I woke to the sound of a strange keening song, played through a distorted speaker. The origin wasn’t to be explained on this day, but would come later. Getting myself over to the studio was a major feat of will. I was walking streets that had very few of my recognisable markers. To stop navigating by street signs and use landmarks instead is a kind of leap of faith, back to pre-language self, steering by eye and the other senses. I find that smell is important here – particular restaurants have a style of sauce and that is a location clue.

The studio is fabulous and deserves a journal entry all to itself. I played about with ink and paper for most of this first day. Chongqing has a well-known art school and the area around 501 Studio, where my residency is to take place, is peppered with little art shops. The art materials are cheap here for a Westerner, which takes some pressure off the making process. Added to this was an unexpected serendipity - my Chinese communication skills are such that I didn’t end up with quite the things I intended – but the things I got were better.

My brilliant mistake was in selecting large sheets of tracing paper rather than plain white. When I got them back to the studio I realised that what I had was a kind of 3d paper – which when inked on both sides would become a see-thru poem. I got to work at once, bastardising together bits of conceptual art, imagist poets and of course a slew of Chinese poets, esp. Li Bai.

Inbetween all this, I worked on my ongoing project, Spreadsheets of Light, poems written using Excel. I’ve already done a little preparation work for a Chinese sequence of these, and so started right on in, borrowing a computer from Dan Dan, one of the students. .
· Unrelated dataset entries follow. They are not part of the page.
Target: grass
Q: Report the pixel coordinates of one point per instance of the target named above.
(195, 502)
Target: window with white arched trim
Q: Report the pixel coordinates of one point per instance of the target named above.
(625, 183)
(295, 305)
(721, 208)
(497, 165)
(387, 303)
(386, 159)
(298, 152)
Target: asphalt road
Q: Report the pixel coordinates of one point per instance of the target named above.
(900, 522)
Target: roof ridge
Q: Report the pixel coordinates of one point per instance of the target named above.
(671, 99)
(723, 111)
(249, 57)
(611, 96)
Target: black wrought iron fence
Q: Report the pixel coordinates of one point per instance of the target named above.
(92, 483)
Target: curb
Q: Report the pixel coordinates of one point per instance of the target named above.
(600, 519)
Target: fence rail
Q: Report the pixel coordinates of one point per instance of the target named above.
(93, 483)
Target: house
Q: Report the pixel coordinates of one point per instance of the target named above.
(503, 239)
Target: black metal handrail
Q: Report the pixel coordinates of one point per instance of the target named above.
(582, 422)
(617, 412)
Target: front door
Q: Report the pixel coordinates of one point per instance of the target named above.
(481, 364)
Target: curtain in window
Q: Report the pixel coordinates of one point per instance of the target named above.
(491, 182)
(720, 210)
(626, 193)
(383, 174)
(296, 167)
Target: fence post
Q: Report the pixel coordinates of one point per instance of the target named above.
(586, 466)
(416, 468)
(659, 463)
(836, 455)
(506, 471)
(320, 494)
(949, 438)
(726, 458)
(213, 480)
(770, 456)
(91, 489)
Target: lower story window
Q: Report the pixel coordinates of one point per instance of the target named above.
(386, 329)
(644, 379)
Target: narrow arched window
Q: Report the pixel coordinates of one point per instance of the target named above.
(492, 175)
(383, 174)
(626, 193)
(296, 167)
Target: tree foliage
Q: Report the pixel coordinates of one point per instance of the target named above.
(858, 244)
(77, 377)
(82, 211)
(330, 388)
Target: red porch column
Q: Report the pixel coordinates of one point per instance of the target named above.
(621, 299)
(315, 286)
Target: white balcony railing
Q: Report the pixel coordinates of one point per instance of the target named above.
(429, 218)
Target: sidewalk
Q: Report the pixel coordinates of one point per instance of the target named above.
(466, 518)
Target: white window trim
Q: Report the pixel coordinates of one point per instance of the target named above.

Returning home that evening, I was excited by the pleasure of moving through this alien environment. The street vendors have stalls all the way down our high street and I picked my way between the many obstacles that the stalls present – the most worrying being electric power cables, which are impossible to see in the dark, but very possible to trip over. While looking down for trip hazards, I banged my head on an awning. The sudden pain burst my little confidence bubble and thrown by it, I missed my turning. It took an extra 15 minutes to locate the uneven steps that enter my block. In that short time, the newness of everything lunged in and I felt tired, baffled, defeated. I slunk into bed and slept amid miserable dreams.